W₀ = 0 (starts at zero) · Independent increments: W_t − W_s ⊥ W_s − W_r for r < s < t · Stationary increments: W_t − W_s ~ N(0, t−s) · Continuous sample paths almost surely.
“What is E[W_t²]?”
Since W_t ~ N(0,t), we have E[W_t²] = Var(W_t) = t. This result, [W,W]_t = t, is the foundation of Itô's lemma.
“Compute the quadratic variation of Brownian motion and explain why it matters.”
[W,W]_t = t, captured by the heuristic (dW_t)² = dt. This non-zero quadratic variation is why stochastic calculus differs from ordinary calculus — Taylor expansions must include second-order terms.
“Show that M_t = W_t² − t is a martingale.”
Apply Itô's lemma to f(t,x) = x² − t: dM_t = 2W_t dW_t + dt − dt = 2W_t dW_t. No drift term remains, so M_t is a martingale.
“Compute P(max_{0≤s≤t} W_s ≥ a) for a > 0.”
By the reflection principle: P(max_{0≤s≤t} W_s ≥ a) = 2P(W_t ≥ a) = 2(1 − Φ(a/√t)). This result appears in barrier option pricing and first-passage-time problems.
Itô's Lemma
Problems 6–10 · The stochastic chain rule — the most tested topic at derivatives desks
“Find d(e^{W_t}).”
With f(x) = eˣ: d(e^{W_t}) = e^{W_t} dW_t + ½e^{W_t} dt. The ½e^{W_t}dt 'Itô correction' has no ordinary-calculus analogue. It ensures E[e^{W_t}] = e^{t/2}, not 1.
“Find d(W_t³).”
With f′ = 3x², f″ = 6x: d(W_t³) = 3W_t² dW_t + 3W_t dt.

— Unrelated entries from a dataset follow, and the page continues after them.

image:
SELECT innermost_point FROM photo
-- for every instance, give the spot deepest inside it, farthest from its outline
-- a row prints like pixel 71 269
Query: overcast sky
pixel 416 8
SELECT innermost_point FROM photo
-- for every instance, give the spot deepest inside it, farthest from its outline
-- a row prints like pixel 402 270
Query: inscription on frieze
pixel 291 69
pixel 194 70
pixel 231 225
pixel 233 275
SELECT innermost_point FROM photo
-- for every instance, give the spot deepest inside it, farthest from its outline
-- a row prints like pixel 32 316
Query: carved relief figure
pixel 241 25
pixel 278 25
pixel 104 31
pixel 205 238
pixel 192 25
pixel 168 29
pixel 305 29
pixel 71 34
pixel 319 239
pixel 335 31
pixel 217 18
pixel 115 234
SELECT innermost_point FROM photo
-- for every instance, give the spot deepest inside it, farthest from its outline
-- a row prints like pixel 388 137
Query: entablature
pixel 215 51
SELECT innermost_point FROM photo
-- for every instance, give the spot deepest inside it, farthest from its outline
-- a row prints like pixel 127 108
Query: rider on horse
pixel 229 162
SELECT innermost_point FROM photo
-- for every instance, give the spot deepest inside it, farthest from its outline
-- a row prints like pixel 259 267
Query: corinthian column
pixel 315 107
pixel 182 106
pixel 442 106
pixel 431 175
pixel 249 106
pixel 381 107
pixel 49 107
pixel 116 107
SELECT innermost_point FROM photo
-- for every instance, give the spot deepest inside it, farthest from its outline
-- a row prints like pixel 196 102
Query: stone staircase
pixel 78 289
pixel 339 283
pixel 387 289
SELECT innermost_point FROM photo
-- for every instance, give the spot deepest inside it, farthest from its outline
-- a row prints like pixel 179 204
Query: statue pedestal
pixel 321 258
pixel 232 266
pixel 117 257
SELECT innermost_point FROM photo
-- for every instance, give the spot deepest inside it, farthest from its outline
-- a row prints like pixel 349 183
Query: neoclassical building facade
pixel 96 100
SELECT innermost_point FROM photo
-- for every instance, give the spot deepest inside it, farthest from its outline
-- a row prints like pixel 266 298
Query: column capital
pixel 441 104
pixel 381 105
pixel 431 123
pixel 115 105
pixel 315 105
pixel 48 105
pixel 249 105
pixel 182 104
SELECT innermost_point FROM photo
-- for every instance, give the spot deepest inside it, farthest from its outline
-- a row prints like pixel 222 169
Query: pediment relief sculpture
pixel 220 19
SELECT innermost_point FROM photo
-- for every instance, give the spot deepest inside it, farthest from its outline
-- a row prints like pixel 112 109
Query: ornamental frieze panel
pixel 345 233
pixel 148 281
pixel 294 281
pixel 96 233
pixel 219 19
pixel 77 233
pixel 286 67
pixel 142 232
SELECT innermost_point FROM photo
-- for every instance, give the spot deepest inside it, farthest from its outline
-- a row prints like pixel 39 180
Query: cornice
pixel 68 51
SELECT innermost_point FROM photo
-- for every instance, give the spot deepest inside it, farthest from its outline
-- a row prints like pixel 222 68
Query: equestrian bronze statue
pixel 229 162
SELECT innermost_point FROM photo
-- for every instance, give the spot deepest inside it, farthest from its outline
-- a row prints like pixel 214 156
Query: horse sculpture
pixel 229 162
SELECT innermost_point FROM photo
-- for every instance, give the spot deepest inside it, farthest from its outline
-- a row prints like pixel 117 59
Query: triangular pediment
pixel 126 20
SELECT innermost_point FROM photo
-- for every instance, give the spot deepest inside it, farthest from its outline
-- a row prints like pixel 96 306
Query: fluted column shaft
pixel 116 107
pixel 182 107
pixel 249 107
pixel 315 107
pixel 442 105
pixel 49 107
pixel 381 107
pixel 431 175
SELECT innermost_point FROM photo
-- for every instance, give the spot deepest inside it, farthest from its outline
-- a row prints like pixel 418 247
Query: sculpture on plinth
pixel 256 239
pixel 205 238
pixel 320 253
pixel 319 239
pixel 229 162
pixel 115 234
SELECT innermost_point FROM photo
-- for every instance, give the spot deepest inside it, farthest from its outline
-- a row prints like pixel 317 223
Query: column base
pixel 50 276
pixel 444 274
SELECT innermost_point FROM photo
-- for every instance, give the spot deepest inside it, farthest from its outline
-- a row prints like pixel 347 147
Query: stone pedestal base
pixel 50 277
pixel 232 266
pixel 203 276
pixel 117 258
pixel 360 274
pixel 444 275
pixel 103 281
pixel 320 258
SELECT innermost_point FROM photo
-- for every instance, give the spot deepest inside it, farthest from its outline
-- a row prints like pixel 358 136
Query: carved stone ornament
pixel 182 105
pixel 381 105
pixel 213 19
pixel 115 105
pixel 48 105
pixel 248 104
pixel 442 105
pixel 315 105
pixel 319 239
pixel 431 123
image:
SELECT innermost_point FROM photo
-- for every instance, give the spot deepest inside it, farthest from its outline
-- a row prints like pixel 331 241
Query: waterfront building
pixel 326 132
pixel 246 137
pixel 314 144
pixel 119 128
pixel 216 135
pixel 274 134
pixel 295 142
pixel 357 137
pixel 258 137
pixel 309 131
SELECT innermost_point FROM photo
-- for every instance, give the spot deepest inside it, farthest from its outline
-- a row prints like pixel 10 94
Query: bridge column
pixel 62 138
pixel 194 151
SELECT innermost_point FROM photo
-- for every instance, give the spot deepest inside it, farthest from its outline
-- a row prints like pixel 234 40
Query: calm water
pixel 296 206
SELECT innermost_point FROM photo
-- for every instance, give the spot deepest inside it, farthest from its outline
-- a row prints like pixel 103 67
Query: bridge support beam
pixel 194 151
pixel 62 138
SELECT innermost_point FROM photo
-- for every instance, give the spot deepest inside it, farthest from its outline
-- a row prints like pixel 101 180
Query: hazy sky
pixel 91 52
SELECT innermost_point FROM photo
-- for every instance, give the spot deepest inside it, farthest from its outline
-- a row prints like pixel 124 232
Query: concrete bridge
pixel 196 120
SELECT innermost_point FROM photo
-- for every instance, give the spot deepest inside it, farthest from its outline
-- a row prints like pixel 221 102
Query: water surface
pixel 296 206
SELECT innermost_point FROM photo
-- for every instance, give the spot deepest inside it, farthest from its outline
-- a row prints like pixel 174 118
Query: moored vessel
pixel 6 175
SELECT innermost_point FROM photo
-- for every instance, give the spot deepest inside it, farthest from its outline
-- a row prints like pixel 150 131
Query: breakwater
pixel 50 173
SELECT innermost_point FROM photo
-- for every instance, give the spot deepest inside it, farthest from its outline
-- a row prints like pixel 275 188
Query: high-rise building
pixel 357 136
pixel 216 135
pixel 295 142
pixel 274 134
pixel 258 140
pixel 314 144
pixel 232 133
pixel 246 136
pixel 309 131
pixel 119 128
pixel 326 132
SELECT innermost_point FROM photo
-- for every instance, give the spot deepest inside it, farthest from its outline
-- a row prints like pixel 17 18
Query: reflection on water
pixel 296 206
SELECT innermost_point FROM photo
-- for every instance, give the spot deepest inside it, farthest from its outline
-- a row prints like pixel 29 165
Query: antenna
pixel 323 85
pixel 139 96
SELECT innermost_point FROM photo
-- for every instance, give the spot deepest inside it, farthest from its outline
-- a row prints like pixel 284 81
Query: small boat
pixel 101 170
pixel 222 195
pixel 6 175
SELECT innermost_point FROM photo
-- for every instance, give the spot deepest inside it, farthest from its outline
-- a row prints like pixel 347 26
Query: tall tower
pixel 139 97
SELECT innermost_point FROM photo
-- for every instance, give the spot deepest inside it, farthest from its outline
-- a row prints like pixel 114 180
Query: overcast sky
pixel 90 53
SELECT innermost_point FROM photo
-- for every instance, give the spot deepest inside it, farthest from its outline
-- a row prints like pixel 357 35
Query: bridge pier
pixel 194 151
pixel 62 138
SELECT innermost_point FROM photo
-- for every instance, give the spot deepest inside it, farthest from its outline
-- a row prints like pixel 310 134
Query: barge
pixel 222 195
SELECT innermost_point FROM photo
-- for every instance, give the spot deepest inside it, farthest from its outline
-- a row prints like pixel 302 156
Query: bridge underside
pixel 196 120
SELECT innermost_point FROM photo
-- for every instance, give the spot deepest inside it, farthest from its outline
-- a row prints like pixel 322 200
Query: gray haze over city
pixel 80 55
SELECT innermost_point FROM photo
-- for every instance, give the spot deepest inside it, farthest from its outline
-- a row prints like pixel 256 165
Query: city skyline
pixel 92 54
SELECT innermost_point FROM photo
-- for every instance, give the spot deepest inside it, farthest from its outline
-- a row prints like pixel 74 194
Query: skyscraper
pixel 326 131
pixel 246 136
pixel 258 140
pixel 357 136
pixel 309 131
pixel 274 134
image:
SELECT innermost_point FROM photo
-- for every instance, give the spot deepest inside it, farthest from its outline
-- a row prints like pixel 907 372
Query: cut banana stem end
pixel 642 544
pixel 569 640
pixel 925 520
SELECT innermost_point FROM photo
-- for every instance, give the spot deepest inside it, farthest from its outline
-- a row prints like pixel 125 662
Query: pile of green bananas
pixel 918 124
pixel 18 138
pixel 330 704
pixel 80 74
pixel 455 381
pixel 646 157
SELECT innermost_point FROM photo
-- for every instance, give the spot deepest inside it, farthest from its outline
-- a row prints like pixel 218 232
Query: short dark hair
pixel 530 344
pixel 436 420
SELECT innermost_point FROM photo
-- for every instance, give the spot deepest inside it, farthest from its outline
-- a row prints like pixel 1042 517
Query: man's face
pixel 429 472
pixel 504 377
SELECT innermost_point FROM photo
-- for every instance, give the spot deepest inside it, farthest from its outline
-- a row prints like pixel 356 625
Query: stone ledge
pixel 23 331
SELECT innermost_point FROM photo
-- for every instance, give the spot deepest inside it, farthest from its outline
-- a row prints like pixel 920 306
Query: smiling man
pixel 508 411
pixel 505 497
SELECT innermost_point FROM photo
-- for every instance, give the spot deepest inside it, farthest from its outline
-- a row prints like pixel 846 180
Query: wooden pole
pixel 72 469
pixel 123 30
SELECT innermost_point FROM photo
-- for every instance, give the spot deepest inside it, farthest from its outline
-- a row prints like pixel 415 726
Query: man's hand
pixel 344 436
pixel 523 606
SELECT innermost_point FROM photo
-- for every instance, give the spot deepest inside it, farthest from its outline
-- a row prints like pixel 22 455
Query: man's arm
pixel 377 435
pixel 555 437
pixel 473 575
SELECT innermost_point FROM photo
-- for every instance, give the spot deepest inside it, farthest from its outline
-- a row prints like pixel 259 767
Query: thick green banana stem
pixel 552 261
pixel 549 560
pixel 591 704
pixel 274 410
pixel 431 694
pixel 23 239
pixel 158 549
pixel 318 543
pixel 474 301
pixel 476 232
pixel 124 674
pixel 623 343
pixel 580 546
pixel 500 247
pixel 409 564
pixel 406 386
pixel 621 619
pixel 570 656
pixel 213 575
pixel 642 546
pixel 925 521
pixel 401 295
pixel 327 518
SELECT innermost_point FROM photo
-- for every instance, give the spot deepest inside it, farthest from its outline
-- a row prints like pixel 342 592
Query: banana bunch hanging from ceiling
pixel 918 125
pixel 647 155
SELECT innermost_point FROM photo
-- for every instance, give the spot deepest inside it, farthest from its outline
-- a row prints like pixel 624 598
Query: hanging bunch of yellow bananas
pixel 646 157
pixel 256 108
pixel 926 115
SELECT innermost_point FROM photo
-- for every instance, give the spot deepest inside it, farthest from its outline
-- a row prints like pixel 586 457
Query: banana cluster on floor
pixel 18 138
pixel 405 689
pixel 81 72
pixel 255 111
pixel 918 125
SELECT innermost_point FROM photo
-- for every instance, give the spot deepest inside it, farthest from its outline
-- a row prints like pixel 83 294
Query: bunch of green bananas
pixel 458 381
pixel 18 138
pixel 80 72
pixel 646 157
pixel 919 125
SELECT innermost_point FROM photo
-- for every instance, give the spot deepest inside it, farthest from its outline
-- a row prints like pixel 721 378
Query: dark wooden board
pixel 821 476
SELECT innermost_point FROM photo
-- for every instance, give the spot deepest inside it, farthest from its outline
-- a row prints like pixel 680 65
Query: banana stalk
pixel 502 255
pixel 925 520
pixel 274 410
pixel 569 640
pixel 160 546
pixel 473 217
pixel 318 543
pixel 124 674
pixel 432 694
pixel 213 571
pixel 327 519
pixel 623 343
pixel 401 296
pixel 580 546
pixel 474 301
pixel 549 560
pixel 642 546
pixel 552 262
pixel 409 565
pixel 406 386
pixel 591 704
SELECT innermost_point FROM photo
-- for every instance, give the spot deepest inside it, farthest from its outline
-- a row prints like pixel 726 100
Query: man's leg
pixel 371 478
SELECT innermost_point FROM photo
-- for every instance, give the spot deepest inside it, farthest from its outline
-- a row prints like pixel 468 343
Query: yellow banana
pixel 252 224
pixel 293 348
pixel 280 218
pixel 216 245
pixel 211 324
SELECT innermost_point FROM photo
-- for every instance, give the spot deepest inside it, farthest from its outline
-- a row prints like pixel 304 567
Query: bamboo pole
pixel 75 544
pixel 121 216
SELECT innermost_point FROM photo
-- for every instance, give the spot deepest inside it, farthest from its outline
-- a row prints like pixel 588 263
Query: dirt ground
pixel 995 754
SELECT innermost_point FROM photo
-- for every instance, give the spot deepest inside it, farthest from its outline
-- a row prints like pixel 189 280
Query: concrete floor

“Solve dS_t = μS_t dt + σS_t dW_t.”
Apply Itô's lemma to ln S_t: d(ln S_t) = (μ − σ²/2) dt + σ dW_t. Integrating: S_t = S₀ exp[(μ − σ²/2)t + σW_t]. The −σ²/2 Itô correction ensures E[S_t] = S₀e^{μt}.
“Compute ∫₀ᵀ W_t d(eᵗ).”
By Itô's product rule with deterministic eᵗ: d(W_t eᵗ) = eᵗ dW_t + W_t eᵗ dt. Integrating: ∫₀ᵀ W_t eᵗ dt = W_T e^T − ∫₀ᵀ eᵗ dW_t.
“State the Itô isometry and apply it.”
For adapted H_t: E[(∫₀ᵀ H_t dW_t)²] = E[∫₀ᵀ H_t² dt]. Example: E[(∫₀ᵀ W_t dW_t)²] = ∫₀ᵀ E[W_t²] dt = ∫₀ᵀ t dt = T²/2.
SDEs and Key Processes
Problems 11–15 · GBM, OU, Vasicek, CEV, and Feynman-Kac
“Solve dX_t = κ(θ − X_t) dt + σ dW_t.”
Using integrating factor e^{κt}: X_t = θ + (X₀ − θ)e^{−κt} + σ∫₀ᵗ e^{−κ(t−s)} dW_s. X_t is Gaussian; the mean reverts to θ at speed κ. Used for interest rates (Vasicek) and spread trading.
“Write the CEV SDE and explain when it reduces to GBM.”
dS_t = μS_t dt + σS_t^γ dW_t. When γ = 1: this is GBM. When γ < 1: volatility rises as S falls (leverage effect), generating an implied volatility skew absent from standard GBM.
“What does the Vasicek model predict about future rates, and what is its key limitation?”
dr_t = κ(θ − r_t) dt + σ dW_t implies normally distributed future rates with mean reversion. Key limitation: rates can turn negative — which became empirically relevant in EUR and JPY markets after 2014.
“State the conditions for a strong solution to an SDE.”
The SDE dX_t = b(t,X_t) dt + σ(t,X_t) dW_t has a unique strong solution if b and σ are (1) Lipschitz continuous in x and (2) of at most linear growth in x. These conditions prevent the solution from exploding in finite time.
“State Feynman-Kac and give a finance application.”
If u(t,x) solves ∂u/∂t + b·∂u/∂x + (σ²/2)·∂²u/∂x² − ru = 0 with terminal condition u(T,x) = g(x), then u(t,x) = E^{t,x}[e^{−r(T−t)}g(X_T)]. In finance: the Black-Scholes PDE solution equals the discounted risk-neutral expected payoff — letting quants choose between PDE solvers and Monte Carlo.
Martingales and Risk-Neutral Measure
Problems 16–20 · Girsanov, Black-Scholes, and the no-arbitrage pricing framework
“State Girsanov's theorem and explain its role in option pricing.”
Define the measure change dQ/dP = exp(−∫₀ᵀ θ_s dW_s − ½∫₀ᵀ θ_s² ds). Then W̃_t = W_t + ∫₀ᵗ θ_s ds is a Brownian motion under Q. Setting θ = (μ−r)/σ removes the equity risk premium — under Q, option prices depend only on observable parameters, not on investors' expected return μ.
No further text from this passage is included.